Wabup Suiasa Buka Musrenbang RPJMD Semesta Berencana Kabupaten Badung, Percepat Pemulihan Ekonomi Daerah

Bali Tribune/ MUSRENBANG - Wabup Suiasa saat membuka Musrenbang RPJMD Semesta Berencana Kabupaten Badung dengan metode hybrid di Ruang Kerta Gosana Puspem Badung, Senin (14/6).

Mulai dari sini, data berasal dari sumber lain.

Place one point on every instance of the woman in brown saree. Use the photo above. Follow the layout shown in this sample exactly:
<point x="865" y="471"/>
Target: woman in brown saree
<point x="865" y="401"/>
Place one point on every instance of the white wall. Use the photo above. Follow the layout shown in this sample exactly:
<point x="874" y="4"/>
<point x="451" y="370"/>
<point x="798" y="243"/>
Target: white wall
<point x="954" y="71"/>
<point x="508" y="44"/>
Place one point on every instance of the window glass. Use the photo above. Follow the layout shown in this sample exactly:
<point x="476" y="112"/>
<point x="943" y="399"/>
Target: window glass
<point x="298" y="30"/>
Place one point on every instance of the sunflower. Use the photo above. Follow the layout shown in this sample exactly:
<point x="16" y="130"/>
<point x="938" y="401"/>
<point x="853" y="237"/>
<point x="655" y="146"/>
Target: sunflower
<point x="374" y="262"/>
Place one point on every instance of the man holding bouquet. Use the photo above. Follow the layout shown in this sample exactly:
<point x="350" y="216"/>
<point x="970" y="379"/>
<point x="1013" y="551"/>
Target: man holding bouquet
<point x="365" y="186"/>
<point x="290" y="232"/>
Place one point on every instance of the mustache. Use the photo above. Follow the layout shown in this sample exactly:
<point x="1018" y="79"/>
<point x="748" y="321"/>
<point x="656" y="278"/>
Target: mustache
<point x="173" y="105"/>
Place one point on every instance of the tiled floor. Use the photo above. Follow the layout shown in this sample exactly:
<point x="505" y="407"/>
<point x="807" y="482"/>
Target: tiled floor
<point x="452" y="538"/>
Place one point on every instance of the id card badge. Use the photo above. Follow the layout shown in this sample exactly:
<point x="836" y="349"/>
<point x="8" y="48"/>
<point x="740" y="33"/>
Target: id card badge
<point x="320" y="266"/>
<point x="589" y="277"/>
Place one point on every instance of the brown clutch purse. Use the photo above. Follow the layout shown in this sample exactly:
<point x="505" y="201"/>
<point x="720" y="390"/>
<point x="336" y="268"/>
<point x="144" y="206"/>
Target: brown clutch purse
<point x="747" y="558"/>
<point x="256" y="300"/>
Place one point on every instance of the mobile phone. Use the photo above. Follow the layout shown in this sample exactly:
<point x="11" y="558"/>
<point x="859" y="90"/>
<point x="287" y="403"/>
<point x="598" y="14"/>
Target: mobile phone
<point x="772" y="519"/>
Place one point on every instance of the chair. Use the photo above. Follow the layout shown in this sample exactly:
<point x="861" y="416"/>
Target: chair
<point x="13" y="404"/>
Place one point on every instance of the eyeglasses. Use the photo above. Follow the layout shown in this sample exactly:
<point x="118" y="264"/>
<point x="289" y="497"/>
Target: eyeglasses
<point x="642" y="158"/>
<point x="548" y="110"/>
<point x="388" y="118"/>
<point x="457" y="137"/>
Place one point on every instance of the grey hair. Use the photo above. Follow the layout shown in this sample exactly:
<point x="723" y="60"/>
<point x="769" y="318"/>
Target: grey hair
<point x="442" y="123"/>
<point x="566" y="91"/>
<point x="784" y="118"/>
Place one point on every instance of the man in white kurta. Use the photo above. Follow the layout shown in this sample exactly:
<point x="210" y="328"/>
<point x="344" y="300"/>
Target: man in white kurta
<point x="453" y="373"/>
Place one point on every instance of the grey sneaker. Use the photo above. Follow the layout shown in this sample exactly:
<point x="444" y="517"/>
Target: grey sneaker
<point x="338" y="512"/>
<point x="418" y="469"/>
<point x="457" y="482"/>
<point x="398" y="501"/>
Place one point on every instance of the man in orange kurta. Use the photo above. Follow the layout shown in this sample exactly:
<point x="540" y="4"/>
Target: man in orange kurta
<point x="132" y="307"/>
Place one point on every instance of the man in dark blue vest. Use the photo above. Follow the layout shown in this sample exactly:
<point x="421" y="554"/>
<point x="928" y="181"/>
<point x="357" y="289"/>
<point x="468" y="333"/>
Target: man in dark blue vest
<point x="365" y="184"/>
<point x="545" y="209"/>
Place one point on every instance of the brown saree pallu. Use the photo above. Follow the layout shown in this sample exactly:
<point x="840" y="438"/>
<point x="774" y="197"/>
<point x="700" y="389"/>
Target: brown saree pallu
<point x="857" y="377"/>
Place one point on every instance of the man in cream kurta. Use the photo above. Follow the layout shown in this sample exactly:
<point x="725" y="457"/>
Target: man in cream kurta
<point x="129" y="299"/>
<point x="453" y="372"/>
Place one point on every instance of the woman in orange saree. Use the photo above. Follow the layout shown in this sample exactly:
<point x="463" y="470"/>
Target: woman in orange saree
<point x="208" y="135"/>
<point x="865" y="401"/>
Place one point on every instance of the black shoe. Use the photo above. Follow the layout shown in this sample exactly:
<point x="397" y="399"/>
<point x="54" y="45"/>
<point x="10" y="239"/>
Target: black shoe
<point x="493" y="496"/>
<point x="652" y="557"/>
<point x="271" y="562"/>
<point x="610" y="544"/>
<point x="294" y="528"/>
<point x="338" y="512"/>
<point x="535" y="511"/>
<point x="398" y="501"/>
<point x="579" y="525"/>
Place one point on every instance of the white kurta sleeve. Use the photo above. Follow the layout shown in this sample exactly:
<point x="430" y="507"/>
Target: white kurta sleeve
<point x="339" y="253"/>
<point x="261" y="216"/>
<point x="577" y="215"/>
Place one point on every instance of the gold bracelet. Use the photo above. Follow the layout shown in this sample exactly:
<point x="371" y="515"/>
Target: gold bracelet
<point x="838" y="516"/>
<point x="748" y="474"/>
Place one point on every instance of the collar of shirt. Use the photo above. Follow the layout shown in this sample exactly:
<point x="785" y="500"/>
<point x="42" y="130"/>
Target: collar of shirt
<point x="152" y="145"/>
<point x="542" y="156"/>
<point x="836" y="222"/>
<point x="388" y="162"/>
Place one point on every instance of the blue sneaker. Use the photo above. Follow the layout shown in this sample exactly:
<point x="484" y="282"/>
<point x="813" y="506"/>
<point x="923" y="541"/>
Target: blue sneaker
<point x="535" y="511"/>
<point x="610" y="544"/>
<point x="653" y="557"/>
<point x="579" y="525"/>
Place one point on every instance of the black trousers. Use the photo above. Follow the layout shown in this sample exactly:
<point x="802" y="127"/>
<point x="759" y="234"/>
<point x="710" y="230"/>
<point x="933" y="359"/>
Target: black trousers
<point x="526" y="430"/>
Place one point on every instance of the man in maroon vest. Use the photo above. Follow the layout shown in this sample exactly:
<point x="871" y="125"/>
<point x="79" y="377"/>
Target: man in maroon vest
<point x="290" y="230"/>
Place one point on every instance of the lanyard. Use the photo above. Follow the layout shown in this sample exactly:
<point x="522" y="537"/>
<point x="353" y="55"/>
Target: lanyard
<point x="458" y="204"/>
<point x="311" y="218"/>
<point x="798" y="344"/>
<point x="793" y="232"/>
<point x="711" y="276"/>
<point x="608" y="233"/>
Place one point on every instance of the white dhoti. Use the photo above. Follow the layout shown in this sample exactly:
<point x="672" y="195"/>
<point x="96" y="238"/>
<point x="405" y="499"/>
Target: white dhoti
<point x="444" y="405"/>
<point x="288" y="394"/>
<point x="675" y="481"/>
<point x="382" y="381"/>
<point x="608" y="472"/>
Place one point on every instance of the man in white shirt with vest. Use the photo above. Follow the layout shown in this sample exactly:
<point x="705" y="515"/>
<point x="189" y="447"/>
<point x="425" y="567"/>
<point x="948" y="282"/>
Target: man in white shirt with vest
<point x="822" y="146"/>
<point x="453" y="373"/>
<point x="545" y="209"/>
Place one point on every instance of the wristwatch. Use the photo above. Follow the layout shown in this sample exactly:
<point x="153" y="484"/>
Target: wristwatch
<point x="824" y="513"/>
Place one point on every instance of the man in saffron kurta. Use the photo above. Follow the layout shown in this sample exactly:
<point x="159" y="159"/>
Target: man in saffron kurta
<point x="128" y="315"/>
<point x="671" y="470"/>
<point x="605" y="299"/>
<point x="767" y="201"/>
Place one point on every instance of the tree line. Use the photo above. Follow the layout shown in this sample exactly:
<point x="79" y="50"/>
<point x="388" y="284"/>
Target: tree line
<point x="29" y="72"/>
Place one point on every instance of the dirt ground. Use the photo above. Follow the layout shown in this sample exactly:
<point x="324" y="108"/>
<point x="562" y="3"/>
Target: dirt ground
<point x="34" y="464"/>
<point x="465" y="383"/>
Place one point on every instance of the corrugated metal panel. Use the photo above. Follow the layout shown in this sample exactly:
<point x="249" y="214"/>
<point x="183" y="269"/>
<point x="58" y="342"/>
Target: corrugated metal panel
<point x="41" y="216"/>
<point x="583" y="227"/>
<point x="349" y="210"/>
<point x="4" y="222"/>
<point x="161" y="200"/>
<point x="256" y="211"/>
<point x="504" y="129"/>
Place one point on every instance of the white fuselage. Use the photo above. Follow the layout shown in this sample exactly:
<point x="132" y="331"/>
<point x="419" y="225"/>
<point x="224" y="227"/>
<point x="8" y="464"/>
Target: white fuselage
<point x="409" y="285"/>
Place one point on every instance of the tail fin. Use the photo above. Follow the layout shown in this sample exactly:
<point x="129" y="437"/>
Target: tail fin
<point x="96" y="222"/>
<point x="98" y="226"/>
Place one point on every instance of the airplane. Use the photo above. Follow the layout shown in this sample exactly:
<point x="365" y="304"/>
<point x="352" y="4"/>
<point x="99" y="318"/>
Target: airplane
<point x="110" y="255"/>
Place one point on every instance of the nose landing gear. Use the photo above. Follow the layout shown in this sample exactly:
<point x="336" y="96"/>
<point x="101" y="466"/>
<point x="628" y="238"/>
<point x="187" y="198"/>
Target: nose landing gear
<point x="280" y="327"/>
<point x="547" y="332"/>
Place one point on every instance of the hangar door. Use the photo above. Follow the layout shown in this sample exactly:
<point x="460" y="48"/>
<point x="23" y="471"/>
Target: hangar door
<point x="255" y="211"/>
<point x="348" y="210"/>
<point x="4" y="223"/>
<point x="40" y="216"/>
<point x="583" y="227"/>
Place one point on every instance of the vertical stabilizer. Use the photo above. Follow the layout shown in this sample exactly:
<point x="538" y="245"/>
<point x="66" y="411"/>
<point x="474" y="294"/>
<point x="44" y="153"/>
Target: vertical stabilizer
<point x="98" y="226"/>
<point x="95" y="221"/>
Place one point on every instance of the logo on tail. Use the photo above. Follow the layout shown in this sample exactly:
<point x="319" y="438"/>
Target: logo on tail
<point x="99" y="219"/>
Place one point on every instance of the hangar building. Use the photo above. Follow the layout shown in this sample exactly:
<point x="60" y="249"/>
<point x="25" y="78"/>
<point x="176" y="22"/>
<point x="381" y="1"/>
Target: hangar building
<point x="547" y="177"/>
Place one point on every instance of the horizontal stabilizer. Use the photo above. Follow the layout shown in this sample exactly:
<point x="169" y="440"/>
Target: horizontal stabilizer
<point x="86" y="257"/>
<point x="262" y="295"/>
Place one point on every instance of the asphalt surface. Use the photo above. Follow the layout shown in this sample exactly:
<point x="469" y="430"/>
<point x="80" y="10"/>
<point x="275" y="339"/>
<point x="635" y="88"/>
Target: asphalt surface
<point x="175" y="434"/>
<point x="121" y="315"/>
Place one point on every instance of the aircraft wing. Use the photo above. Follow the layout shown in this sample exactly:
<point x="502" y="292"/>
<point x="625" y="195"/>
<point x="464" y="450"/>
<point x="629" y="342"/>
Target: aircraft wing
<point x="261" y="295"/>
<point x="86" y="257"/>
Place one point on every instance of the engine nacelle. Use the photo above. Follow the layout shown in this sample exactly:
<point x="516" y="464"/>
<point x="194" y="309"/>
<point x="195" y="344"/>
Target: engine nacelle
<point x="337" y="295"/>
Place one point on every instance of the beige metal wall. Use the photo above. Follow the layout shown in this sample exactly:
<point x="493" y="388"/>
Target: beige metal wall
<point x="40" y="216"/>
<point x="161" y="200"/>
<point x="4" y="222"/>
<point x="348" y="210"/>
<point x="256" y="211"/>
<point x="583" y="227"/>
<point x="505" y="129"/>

balitribune.co.id | Mangupura  - Wakil Bupati Badung I Ketut Suiasa membuka secara resmi Musrenbang RPJMD Semesta Berencana Kabupaten Badung dengan metode hybrid di ruang Kerta Gosana Puspem Badung, Senin (14/6/2021).
 
Hadir Sekda Badung Wayan Adi Arnawa, Kepala Bappeda Provinsi Bali, jajaran Forkopimda Badung, Organisasi kewanitaan, Kepala OPD terkait dan para Camat se-Badung serta diikuti secara virtual oleh Perbekel, Lurah, BPD dan LPM se- Badung.
 
Wabup Suiasa menyampaikan sebagai wujud implementasi janji politik, pihaknya menyampaikan melalui pola pembangunan semesta berencana (PPNSB) dalam RPJMD Semesta Berencana Kabupaten Badung tahun 2021-2026 dengan tetap fokus melanjutkan lima bidang prioritas.
 
 Diantaranya bidang pangan, sandang dan papan, bidang kesehatan dan pendidikan, bidang jaminan sosial dan ketenagakerjaan, bidang adat, agama, tradisi, seni dan budaya,bidang pariwisata, serta didukung dengan pembangunan infrastruktur lainnya.
 
Melalui pelaksanaan Musrenbang RPJMD Semesta Berencana ini, Suiasa berharap akan lahir masukan-masukan yang kreatif dan inovatif guna menyempurnakan rancangan RPJMD Semesta Berencana terutama berkaitan dengan strategi untuk mengakselerasi target yang ingin dicapai.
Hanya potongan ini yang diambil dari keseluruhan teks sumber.